I remember reading not to long ago that there were a couple of companies (UP, BNSF, CN) interested in KCS, but it was unlikely that the STB would approve any of these mergers as such a merger would give them too much of a monopoly in the region. A CP/KCS merger would keep the competition more or less where it is today.
Doesn’t surprise me @ all. There is no way DME can go at it alone on the PRW project. TAhey are either going have to have a partnership w/a class 1 or just outright merger. Whoever gets DME, be willing to spend millions on upgrades and see what that does to the bank savings.
CP did need to do a deal or face continued pressure from private equity investment firms to take it over. With the DM&E and its Powder River project the new debt and related obligations will make the combined company a much less attractive target. Of course, the merger will still be required to pass the full STB Class 1 merger scrutiny, although it will likely be deemed a “minor transaction”. Remember that a takeover of the KCS has already been deemed a minor transaction by STB.
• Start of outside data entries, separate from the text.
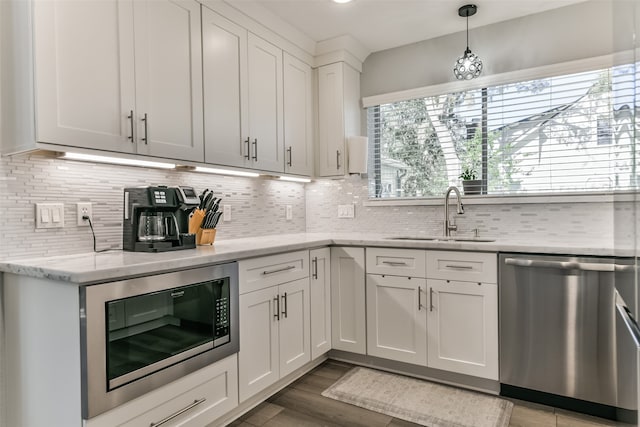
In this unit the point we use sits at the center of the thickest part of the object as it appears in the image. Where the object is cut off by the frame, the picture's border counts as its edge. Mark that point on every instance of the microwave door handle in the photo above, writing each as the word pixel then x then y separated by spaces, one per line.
pixel 178 413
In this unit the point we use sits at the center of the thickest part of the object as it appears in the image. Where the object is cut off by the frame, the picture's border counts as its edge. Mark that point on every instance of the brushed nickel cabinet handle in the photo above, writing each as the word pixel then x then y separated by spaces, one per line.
pixel 145 119
pixel 287 268
pixel 177 414
pixel 130 117
pixel 248 156
pixel 284 311
pixel 394 263
pixel 459 267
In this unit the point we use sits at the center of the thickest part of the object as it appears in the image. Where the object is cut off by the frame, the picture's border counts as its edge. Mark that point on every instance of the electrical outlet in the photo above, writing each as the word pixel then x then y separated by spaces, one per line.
pixel 83 209
pixel 346 211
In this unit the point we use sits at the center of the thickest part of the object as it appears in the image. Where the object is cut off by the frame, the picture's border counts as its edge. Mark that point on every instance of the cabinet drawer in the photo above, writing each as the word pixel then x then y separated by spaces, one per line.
pixel 209 393
pixel 260 273
pixel 463 266
pixel 396 262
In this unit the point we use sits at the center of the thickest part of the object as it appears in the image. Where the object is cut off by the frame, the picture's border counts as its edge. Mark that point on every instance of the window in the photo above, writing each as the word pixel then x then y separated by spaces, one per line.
pixel 567 133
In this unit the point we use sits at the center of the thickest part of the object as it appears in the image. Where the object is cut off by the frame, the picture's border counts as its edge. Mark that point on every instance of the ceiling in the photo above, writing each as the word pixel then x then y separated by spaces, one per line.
pixel 384 24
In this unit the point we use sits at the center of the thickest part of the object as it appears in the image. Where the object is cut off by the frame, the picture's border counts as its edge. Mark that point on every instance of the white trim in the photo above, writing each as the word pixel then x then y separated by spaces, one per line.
pixel 622 196
pixel 503 78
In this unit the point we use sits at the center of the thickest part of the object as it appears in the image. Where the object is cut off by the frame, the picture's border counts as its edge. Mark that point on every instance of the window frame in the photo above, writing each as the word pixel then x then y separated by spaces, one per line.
pixel 546 71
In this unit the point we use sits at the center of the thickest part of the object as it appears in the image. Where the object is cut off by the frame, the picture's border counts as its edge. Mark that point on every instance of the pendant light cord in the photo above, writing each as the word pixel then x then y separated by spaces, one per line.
pixel 467 13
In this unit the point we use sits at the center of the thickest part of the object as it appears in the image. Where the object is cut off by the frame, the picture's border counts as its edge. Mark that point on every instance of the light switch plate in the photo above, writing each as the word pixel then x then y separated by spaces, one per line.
pixel 49 215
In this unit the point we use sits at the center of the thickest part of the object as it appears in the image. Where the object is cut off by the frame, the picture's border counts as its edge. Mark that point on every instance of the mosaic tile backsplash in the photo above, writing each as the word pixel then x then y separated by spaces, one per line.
pixel 258 205
pixel 553 222
pixel 258 208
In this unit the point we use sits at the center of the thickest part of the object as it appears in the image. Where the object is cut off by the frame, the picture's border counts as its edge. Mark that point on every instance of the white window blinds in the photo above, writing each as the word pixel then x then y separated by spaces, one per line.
pixel 568 133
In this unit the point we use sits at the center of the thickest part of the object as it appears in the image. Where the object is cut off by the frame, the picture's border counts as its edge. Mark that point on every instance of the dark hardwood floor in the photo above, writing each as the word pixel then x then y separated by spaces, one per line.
pixel 301 405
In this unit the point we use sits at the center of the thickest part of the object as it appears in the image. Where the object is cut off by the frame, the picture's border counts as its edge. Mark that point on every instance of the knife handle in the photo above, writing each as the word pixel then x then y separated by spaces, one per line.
pixel 196 221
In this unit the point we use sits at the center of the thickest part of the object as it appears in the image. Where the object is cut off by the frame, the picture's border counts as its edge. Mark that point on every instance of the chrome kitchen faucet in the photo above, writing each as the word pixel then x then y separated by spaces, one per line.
pixel 448 225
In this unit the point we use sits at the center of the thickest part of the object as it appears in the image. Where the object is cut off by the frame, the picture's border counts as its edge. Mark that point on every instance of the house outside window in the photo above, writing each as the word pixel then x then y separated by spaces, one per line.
pixel 571 133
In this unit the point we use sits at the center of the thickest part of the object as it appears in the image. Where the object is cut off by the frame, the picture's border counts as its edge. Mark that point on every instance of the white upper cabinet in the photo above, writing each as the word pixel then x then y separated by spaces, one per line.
pixel 298 117
pixel 110 75
pixel 265 105
pixel 168 78
pixel 85 74
pixel 224 61
pixel 338 116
CP used to own the old ICE trackage under its SOO brand (SOO aquiring it from its purchase of the Milwaukee Road). Hopefully I will be able to see some periodic white and red SOO’s running through Genoa again.
I think CP will be a good fit in this, they seem to me to be a great company. Also doesn’t this put the core of the MILW back in the hands of a single company again.
Could not help myself today I remember reading and hearing all the fights that DM&E was having with Rochestor and esp MAYO Clinic. The head of the Mayo Clinic today probaly needed Maylaox after reading that in the local paper knowing that they just lost big time. I looked at the CP rail system they will be able to haul PRB coal all the way to Philly if they want now and NOT even have to interchange it at all with the system they have.
Interesting, that CP doesn’t appear too optimistic about the Powder River Basin, if you ask me. From the press release: Future contingent payments of US$350 million will become due if construction starts on the Powder River Basin expansion project prior to December 31, 2025. DM&E was always on the verge of starting tommorrow. CP thinks sometime in the next 18 years?
It might not be necessary to climb over ourselves to get photos of the blue & yellow livery before it disappears just yet. It seems CPR has been pretty slow about repainting the SOO units (but I’m glad I got all the photos I have so far).
I wonder what effect this will have on the DME/ICE employees? Major cutbacks? Mergers always mean belt-tightening (except for the execs who either get big bonuses or major severance packages).
The part of this that really has me laughing is the effect on BNSF. I just have to believe that BNSF had a hand in a considerable amount of the resistance that was stired up over this expansion.
Had it worked out the way DM&E wanted, they might have been able to continue to act as an indepentent carrier–which would not be as competitive against UP/BNSF–while conducting the PRB expansion. But, because BNSF won the battle, they are going to lose the war by having a high-roller/Class I competing in the PRB instead of a regional.
I think BNSF would have been better off had they bankrolled the project for DM&E.